Induction is the process of building a representation of a group G from a representation of a subgroup H. Given a representation σ: H → GL(W), we construct the induced representation Ind_H^G(σ) on a larger space. Choose left coset representatives g₁, …, g_m for H in G (where m = [G:H]). The induced space is V = g₁W ⊕ g₂W ⊕ ··· ⊕ g_mW, a direct sum of m copies of W. An element g ∈ G acts by permuting these copies (since g maps one coset to another) and applying elements of H within each copy.

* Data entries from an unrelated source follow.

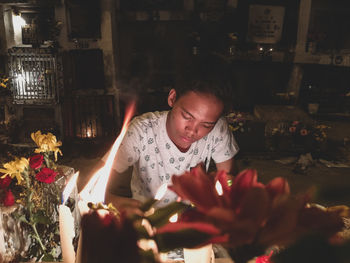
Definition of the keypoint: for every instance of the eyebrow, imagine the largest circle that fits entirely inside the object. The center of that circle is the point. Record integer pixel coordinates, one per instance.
(206, 122)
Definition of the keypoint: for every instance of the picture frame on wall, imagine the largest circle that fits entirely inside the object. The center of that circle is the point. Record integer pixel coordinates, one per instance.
(265, 24)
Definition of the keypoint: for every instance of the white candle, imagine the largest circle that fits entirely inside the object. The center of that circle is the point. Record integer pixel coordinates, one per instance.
(66, 223)
(203, 254)
(67, 234)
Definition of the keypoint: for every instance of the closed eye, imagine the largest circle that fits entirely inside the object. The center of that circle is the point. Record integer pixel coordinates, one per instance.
(186, 116)
(208, 126)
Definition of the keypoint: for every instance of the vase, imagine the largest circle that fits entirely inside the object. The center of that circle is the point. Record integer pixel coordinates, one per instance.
(14, 239)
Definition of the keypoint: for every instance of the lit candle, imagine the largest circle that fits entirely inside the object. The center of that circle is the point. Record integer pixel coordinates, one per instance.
(66, 223)
(94, 191)
(159, 195)
(203, 254)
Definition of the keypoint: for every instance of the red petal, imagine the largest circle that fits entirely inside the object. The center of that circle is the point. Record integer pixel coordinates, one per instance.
(9, 199)
(199, 226)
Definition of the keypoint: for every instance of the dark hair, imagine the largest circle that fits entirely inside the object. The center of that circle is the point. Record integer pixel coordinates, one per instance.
(209, 74)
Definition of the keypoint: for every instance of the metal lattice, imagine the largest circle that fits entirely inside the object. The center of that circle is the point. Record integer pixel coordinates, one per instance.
(33, 73)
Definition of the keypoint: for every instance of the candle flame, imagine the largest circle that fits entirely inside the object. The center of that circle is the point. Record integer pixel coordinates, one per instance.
(218, 188)
(161, 191)
(173, 218)
(69, 187)
(95, 189)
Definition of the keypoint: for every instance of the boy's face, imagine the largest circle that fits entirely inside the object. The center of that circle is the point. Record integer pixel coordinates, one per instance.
(193, 116)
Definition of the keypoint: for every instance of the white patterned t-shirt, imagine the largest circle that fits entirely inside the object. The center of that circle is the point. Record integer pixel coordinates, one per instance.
(155, 158)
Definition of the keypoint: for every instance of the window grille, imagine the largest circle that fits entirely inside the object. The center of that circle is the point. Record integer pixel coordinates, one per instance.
(33, 73)
(90, 117)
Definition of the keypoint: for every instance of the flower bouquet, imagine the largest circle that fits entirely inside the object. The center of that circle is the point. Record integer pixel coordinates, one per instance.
(30, 195)
(246, 217)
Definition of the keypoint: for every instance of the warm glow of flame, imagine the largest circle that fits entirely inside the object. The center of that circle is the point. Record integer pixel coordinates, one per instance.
(173, 218)
(161, 191)
(69, 187)
(218, 188)
(95, 189)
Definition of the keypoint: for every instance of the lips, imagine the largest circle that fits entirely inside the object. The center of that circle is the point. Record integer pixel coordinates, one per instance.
(186, 139)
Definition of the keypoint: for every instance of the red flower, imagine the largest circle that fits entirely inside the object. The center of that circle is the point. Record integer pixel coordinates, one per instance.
(36, 161)
(264, 258)
(250, 211)
(213, 234)
(292, 129)
(5, 182)
(46, 175)
(9, 199)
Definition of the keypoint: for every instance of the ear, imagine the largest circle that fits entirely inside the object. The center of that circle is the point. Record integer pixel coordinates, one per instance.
(172, 97)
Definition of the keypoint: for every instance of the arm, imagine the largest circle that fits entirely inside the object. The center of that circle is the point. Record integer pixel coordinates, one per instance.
(119, 194)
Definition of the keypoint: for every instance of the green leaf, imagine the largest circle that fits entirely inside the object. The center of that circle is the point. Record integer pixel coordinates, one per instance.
(161, 216)
(187, 238)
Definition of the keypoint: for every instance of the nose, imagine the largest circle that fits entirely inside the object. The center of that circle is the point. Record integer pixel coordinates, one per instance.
(191, 130)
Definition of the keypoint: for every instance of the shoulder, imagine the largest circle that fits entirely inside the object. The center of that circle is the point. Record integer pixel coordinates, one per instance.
(149, 119)
(221, 126)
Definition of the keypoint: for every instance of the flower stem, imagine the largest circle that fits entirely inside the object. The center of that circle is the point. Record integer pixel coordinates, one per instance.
(33, 225)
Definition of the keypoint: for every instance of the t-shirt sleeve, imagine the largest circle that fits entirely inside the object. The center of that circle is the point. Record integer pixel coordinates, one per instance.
(225, 146)
(129, 150)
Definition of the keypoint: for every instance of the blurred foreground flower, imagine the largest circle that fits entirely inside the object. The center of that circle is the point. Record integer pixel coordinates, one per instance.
(108, 239)
(254, 215)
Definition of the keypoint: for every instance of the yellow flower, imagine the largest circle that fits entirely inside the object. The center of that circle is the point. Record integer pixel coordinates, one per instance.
(46, 143)
(15, 168)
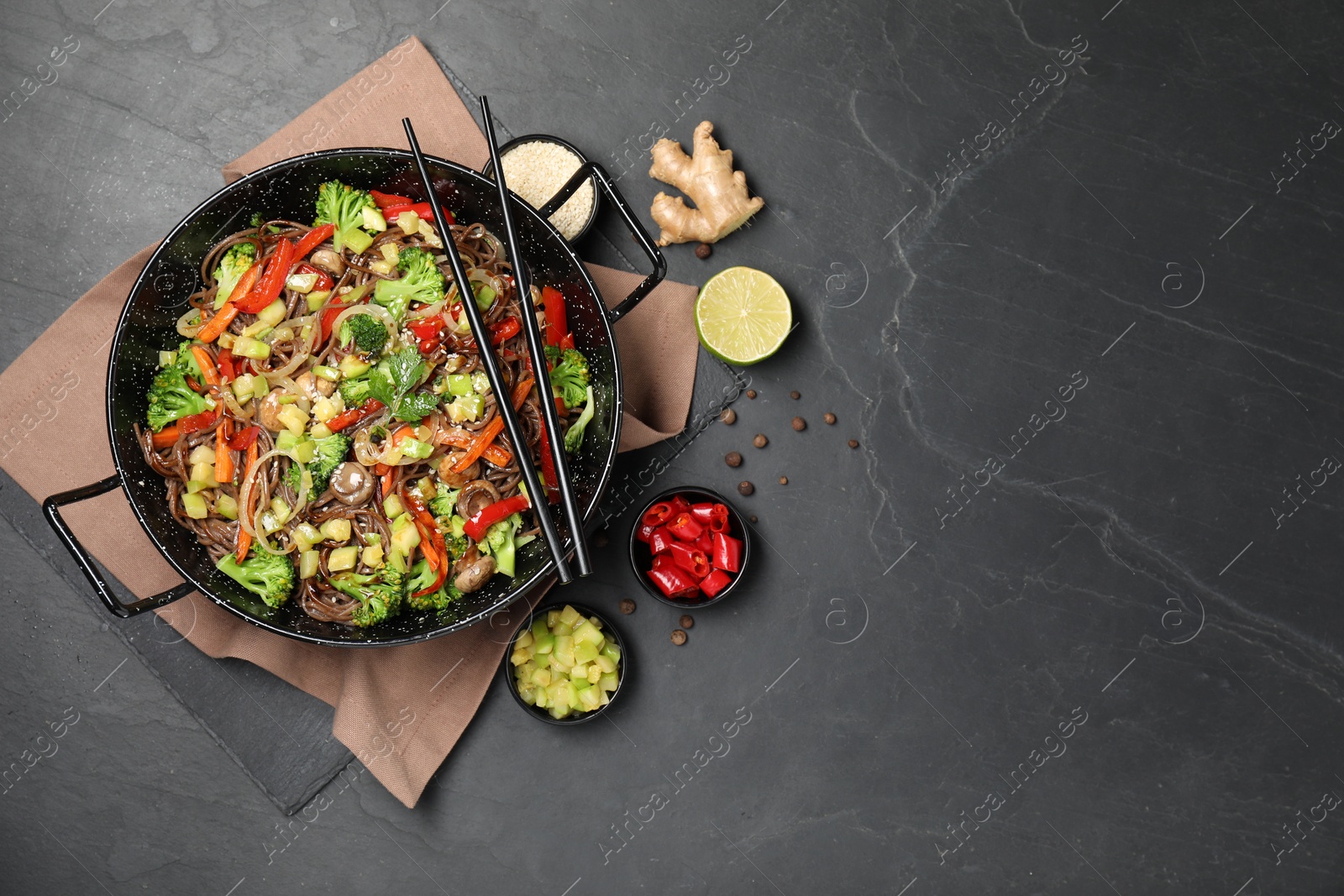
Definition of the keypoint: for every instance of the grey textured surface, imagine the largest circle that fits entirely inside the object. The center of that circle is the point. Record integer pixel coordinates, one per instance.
(1133, 563)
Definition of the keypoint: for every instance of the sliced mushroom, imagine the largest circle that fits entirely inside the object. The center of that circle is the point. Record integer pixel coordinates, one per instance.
(474, 570)
(353, 484)
(315, 387)
(456, 479)
(329, 259)
(268, 412)
(476, 495)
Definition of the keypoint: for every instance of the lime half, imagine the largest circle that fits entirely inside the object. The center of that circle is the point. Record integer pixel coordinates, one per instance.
(743, 316)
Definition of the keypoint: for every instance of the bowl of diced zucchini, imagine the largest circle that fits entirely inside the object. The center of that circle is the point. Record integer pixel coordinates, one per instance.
(566, 664)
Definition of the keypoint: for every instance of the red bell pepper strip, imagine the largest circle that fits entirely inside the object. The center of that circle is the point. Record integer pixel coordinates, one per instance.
(389, 199)
(507, 328)
(727, 553)
(269, 285)
(674, 582)
(312, 239)
(488, 516)
(685, 527)
(716, 582)
(432, 542)
(425, 212)
(355, 416)
(198, 422)
(245, 439)
(659, 513)
(557, 328)
(324, 282)
(691, 559)
(660, 540)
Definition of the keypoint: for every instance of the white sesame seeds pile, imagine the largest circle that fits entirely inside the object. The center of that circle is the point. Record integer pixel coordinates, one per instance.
(537, 170)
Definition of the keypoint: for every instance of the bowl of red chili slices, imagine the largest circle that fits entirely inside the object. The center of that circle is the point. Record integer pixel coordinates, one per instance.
(690, 547)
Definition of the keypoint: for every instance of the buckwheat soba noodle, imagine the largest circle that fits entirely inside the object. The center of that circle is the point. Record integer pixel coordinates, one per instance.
(326, 429)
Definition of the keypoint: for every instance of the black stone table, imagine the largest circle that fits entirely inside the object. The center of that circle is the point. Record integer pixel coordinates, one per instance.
(1066, 621)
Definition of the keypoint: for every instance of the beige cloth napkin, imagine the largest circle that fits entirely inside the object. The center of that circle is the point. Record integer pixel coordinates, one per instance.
(400, 710)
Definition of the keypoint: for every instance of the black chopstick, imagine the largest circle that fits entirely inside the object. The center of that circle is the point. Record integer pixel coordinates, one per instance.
(503, 398)
(550, 419)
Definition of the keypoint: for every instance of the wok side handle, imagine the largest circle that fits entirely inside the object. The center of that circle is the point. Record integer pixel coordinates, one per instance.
(632, 223)
(51, 510)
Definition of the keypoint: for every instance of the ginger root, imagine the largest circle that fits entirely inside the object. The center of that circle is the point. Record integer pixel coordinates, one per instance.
(707, 177)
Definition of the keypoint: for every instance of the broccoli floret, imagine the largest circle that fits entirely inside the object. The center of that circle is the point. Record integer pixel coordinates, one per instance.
(232, 269)
(570, 376)
(355, 391)
(441, 504)
(380, 595)
(421, 578)
(344, 207)
(499, 543)
(266, 575)
(421, 281)
(187, 362)
(575, 436)
(171, 399)
(366, 331)
(328, 454)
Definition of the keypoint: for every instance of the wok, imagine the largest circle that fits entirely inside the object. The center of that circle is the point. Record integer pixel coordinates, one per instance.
(286, 190)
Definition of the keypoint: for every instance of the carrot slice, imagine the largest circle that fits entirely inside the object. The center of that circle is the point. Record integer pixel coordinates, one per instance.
(223, 456)
(207, 365)
(480, 443)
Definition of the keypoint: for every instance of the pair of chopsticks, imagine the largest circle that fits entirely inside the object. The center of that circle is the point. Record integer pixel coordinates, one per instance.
(550, 419)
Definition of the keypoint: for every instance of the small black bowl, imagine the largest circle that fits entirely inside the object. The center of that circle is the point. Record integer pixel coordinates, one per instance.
(642, 559)
(612, 634)
(488, 170)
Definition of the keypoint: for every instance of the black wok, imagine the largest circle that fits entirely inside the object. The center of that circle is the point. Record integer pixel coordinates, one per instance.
(288, 190)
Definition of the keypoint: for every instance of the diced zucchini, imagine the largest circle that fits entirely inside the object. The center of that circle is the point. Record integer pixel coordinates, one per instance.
(308, 564)
(226, 506)
(343, 559)
(336, 530)
(354, 365)
(195, 506)
(302, 282)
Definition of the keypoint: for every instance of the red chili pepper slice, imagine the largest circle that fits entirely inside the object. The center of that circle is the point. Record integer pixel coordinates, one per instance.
(355, 416)
(674, 582)
(659, 513)
(727, 553)
(488, 516)
(244, 439)
(660, 540)
(685, 527)
(269, 285)
(716, 582)
(557, 325)
(691, 559)
(312, 239)
(642, 532)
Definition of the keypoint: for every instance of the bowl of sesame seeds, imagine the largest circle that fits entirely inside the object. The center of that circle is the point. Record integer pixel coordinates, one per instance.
(537, 167)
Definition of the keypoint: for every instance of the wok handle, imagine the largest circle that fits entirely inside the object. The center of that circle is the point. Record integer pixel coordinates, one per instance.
(632, 223)
(51, 508)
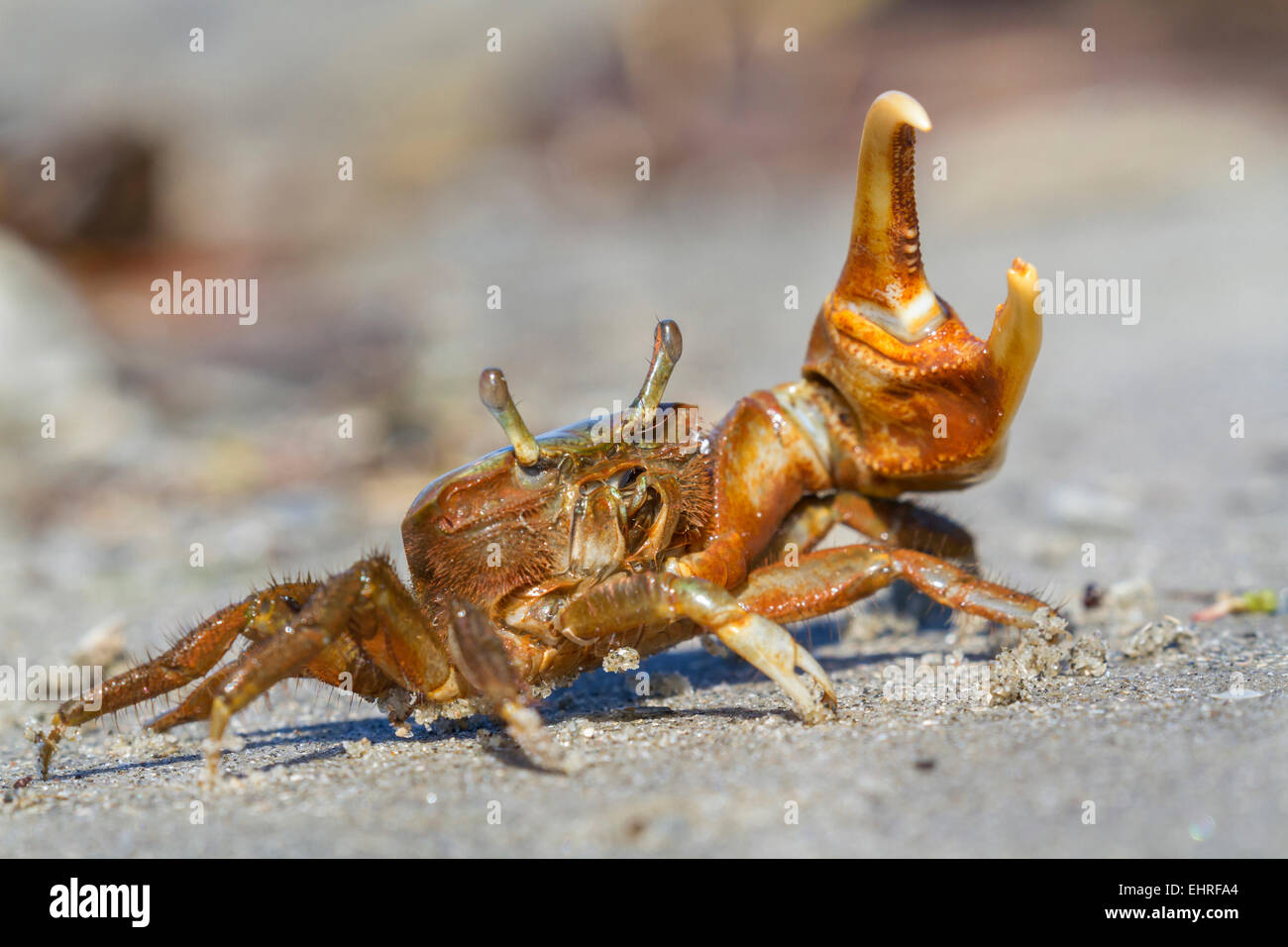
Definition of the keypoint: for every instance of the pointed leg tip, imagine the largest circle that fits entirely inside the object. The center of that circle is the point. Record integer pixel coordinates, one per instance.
(902, 107)
(1021, 273)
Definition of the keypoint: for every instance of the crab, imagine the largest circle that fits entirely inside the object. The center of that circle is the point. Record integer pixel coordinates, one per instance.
(635, 530)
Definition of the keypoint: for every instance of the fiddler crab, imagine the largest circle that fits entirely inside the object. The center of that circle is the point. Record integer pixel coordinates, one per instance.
(533, 564)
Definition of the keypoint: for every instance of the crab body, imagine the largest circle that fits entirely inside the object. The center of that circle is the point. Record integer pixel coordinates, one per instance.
(638, 531)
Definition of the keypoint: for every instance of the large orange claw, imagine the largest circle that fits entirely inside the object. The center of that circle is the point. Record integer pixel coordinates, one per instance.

More formally, V = ℂ[G] ⊗_{ℂ[H]} W, where the tensor product is over the group algebra of H. The G-action is g · (x ⊗ w) = (gx) ⊗ w. This construction is basis-independent and functorial. The dimension is [G:H] · dim(W), which makes sense: you need one copy of W for each coset.

The character of the induced representation has an explicit formula: χ_{Ind}(g) = (1/|H|) Σ_{x∈G} χ̃_σ(x⁻¹gx), where χ̃_σ extends χ_σ by zero outside H. Equivalently, summing over coset representatives: χ_{Ind}(g) = Σᵢ χ̃_σ(gᵢ⁻¹g gᵢ). Only conjugates of g that land in H contribute. This formula is computable and connects the induced character to the conjugacy class structure of G relative to H.

Induction has a natural partner: restriction. Given a representation ρ of G, restricting it to H (just forgetting the G-action on elements outside H) gives Res_H^G(ρ). These two operations are adjoint in a precise sense captured by Frobenius reciprocity: ⟨Ind_H^G(σ), ρ⟩_G = ⟨σ, Res_H^G(ρ)⟩_H. This adjunction is one of the most powerful tools in representation theory, relating the representation theories of a group and its subgroups. Many important representations — including the irreducible representations of symmetric groups — are most naturally constructed via induction from carefully chosen subgroups.